Submitted to: Russian Journal of Nematology
Publication Type: Abstract only
Publication Acceptance Date: 4/1/2005
Publication Date: 7/1/2005
Citation: Maafi, Z.T., Sturhan, D., Handoo, Z.A., Mor, M., Moens, M., Subbotin, S.A. 2005. Morphological and molecular characterization of heterodera sacchari luc & merny, 1963, and h. goldeni handoo & ibrahim, 2002 (nematoda: heteroderidae). Russian Journal of Nematology. 13(2):152-153. Interpretive Summary:
Technical Abstract: Heterodera sacchari and H. goldeni belong to the Sacchari group and share several diagnostic characters: a strongly developed underbridge with finger-like projections in the cyst, prominent anchor-shaped stylet knobs, and three incisures in the lateral field in second-stage juveniles. Heterodera sacchari parasitizing sugarcane and rice was found from several African and Asian countries. Heterodera goldeni attacking Qasabagrass (Panicum coloratum) was recently described from Egypt. Comparative morphological and molecular analyses of a previously reported cyst nematode species parasitizing Phragmites sp. and Juncus acutus from Iran and an unidentified cyst nematode parasitizing Kikuyu grass (Pennisetum clandestinum) from Israel revealed that these nematodes also belong to H. goldeni.
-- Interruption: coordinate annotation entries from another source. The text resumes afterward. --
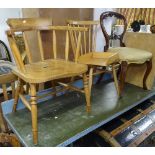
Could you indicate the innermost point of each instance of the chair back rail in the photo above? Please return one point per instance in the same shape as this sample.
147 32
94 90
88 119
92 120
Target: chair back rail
69 39
88 37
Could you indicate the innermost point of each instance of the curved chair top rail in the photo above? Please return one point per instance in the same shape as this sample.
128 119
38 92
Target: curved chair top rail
44 28
28 22
89 37
83 22
105 15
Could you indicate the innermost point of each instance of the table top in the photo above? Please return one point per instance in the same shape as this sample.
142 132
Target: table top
64 119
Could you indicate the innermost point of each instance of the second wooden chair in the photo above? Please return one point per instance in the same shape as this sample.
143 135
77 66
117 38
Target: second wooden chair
46 69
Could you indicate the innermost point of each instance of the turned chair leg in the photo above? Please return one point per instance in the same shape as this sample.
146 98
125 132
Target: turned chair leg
87 93
18 90
34 113
3 124
148 70
115 79
124 67
90 79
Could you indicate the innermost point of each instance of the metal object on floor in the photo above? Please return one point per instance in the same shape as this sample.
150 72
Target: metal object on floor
133 131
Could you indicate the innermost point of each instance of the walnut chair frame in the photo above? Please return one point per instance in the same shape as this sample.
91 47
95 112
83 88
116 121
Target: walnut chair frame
46 69
124 64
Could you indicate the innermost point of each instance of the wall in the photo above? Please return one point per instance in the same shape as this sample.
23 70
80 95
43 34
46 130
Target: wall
4 14
100 41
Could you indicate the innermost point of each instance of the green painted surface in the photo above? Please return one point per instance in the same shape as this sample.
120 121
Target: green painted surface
64 117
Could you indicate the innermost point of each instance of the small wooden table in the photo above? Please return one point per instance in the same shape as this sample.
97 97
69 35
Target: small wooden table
144 41
63 120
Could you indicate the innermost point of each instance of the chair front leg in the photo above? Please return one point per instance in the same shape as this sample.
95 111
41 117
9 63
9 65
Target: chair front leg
87 92
148 70
124 67
90 79
18 91
34 113
115 79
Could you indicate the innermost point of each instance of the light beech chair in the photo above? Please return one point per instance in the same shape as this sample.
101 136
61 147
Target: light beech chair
98 62
46 69
127 55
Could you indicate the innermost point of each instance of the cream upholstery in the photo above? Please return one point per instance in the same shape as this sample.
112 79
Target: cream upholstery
132 55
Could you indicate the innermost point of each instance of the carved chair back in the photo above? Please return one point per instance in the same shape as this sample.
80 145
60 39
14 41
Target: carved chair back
103 18
88 37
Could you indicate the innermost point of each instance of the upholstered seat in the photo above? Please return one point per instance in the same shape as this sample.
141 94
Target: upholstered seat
132 55
127 55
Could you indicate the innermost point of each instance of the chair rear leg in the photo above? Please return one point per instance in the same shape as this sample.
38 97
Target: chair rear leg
115 80
34 113
3 124
90 79
87 92
148 70
18 90
124 67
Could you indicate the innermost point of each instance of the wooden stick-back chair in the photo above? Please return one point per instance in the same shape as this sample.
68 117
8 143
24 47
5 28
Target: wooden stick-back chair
15 23
98 62
46 69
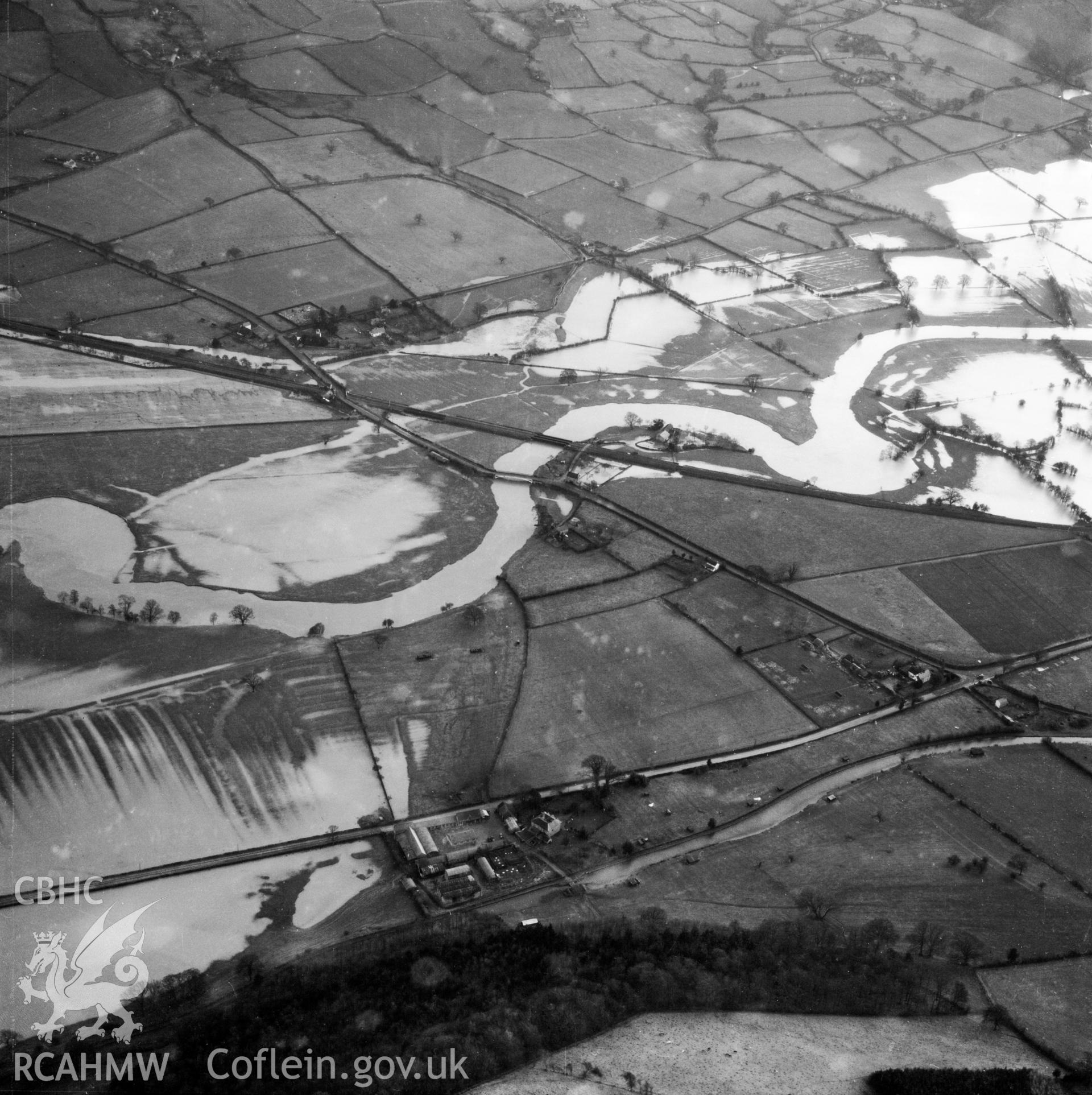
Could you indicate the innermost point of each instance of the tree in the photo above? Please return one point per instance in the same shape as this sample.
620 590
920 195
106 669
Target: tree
596 765
815 904
966 948
242 613
879 934
152 611
927 937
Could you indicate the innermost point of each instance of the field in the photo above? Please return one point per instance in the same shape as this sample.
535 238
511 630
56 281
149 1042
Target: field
888 602
293 71
539 569
792 154
841 271
604 598
674 806
380 218
436 724
679 129
1018 600
506 114
168 179
520 171
608 158
329 275
805 112
119 470
590 688
255 224
743 614
767 1053
331 158
245 763
589 209
380 66
958 135
92 292
1041 799
121 125
816 685
1050 1002
857 148
1066 681
820 535
797 225
895 869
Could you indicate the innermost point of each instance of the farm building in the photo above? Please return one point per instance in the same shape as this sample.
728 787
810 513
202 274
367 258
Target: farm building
546 826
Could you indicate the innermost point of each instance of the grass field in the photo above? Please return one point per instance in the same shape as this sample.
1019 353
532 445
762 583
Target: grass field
739 613
382 219
888 602
895 869
1050 1002
1066 681
539 569
90 294
603 598
824 537
792 154
49 391
118 470
168 179
436 724
245 766
639 685
1039 798
255 224
520 171
380 66
326 274
767 1053
673 806
1017 600
817 686
331 158
118 125
608 158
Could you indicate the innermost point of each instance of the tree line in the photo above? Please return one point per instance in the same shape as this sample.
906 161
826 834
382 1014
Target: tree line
502 997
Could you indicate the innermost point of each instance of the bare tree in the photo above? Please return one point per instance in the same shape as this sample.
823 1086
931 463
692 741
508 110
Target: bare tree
151 613
815 904
966 948
241 613
927 937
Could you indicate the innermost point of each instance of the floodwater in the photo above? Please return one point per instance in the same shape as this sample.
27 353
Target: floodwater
194 920
102 790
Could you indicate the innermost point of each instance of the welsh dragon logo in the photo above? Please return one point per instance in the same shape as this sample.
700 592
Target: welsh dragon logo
76 987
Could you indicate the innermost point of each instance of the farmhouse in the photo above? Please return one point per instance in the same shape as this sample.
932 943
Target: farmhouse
546 826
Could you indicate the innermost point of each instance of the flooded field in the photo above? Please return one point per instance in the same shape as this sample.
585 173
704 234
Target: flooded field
250 756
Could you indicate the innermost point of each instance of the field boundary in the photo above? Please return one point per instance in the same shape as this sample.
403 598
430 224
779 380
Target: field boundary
1076 883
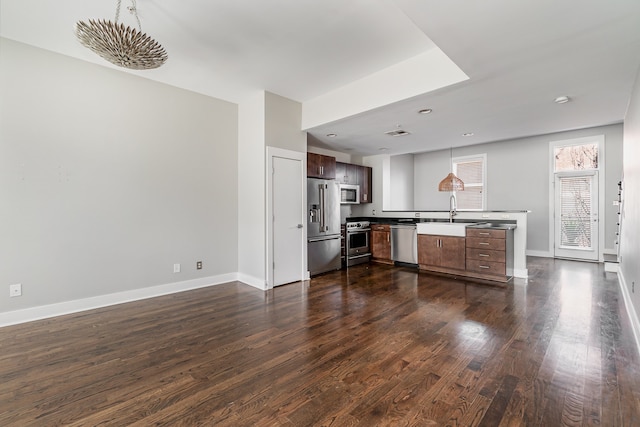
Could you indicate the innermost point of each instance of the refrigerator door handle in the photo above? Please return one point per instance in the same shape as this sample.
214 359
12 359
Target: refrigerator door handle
322 208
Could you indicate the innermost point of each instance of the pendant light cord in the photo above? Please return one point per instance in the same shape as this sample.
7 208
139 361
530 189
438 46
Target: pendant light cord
133 9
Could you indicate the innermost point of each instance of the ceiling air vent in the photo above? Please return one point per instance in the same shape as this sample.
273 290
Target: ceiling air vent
398 132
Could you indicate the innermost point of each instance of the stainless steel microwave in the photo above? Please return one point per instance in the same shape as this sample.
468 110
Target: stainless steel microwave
349 194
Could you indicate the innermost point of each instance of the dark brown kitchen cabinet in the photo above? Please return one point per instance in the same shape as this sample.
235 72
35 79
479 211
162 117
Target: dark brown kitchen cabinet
381 243
347 173
441 253
321 166
490 254
364 181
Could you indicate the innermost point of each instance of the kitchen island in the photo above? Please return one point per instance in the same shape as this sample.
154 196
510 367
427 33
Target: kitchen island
516 219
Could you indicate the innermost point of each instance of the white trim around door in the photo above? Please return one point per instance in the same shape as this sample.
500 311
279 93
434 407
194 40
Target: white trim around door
274 152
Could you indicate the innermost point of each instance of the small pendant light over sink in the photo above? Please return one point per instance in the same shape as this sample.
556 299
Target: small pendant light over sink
451 182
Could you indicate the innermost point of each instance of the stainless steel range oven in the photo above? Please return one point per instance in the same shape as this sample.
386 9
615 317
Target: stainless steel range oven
357 247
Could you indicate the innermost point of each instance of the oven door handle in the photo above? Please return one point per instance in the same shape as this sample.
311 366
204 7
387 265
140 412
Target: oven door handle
359 230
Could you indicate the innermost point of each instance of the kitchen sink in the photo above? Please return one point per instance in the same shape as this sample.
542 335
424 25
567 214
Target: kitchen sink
444 228
495 226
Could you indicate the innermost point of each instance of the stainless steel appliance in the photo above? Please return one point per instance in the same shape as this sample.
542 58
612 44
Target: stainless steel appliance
358 248
349 194
404 243
323 225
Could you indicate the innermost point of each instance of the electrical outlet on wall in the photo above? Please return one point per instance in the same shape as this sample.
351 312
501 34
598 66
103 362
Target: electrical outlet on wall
15 290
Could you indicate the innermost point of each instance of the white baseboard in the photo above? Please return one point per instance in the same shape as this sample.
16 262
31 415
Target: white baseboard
58 309
611 267
252 281
522 273
543 254
633 316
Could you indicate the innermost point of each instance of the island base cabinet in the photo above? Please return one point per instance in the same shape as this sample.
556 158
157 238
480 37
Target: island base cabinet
441 253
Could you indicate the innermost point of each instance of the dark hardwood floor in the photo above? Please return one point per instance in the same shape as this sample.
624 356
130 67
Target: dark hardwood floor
376 345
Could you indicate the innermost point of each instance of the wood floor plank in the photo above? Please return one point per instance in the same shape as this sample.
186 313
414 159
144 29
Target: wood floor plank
377 345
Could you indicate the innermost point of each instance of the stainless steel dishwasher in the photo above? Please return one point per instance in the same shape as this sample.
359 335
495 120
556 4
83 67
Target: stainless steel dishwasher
404 243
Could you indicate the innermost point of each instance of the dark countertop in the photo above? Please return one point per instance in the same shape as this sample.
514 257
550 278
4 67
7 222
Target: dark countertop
482 223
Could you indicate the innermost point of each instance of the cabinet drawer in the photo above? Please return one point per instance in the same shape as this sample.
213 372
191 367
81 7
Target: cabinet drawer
486 255
486 233
486 267
486 243
380 227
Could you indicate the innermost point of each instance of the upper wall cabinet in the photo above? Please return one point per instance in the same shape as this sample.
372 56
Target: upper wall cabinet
320 166
347 173
364 181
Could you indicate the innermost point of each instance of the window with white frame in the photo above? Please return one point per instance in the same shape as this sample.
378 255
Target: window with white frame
472 171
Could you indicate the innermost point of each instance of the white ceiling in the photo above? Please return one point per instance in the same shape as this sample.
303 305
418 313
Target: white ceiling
518 55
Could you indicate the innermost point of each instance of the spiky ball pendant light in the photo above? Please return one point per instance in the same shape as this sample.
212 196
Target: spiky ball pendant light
121 45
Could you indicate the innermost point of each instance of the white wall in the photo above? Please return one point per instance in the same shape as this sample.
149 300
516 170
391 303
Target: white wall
265 119
630 243
251 191
401 188
108 179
Morphological and morphometrical characters for cysts and second-stage juveniles for differentiation of H. goldeni from H. sacchari and H. leuceilyma are provided and discussed. Heterodera sacchari has generally smaller cysts than H. goldeni (average 640-735 x 430-470 micrometers vs 707-766 x 437-481 micrometers) and shorter fenestral length (average 40-52 micrometers vs 60-61 micrometers). Second-stage juveniles of Heterodera goldeni differ from those of H. sacchari by having slightly longer tail (average 59-65 vs range 50-62 micrometers) and longer hyaline part of tail (average 34-38 vs 26-32 micrometers). The phasmid in H. goldeni is situated much closer to the anus. The ITS-rRNA sequences of H. sacchari and H. goldeni differed from each other by 6 insertion/deletion events and 22 nucleotides. The ITS sequences of H. sacchari from Ghana and Cote d’Ivoire were almost identical, while difference between ITS sequences for H. goldeni samples varied from 1 to 6 nucleotides (0.1-0.5%). Phylogenetic relationships between species and populations of the Sacchari group based on the ITS-rRNA sequences are presented.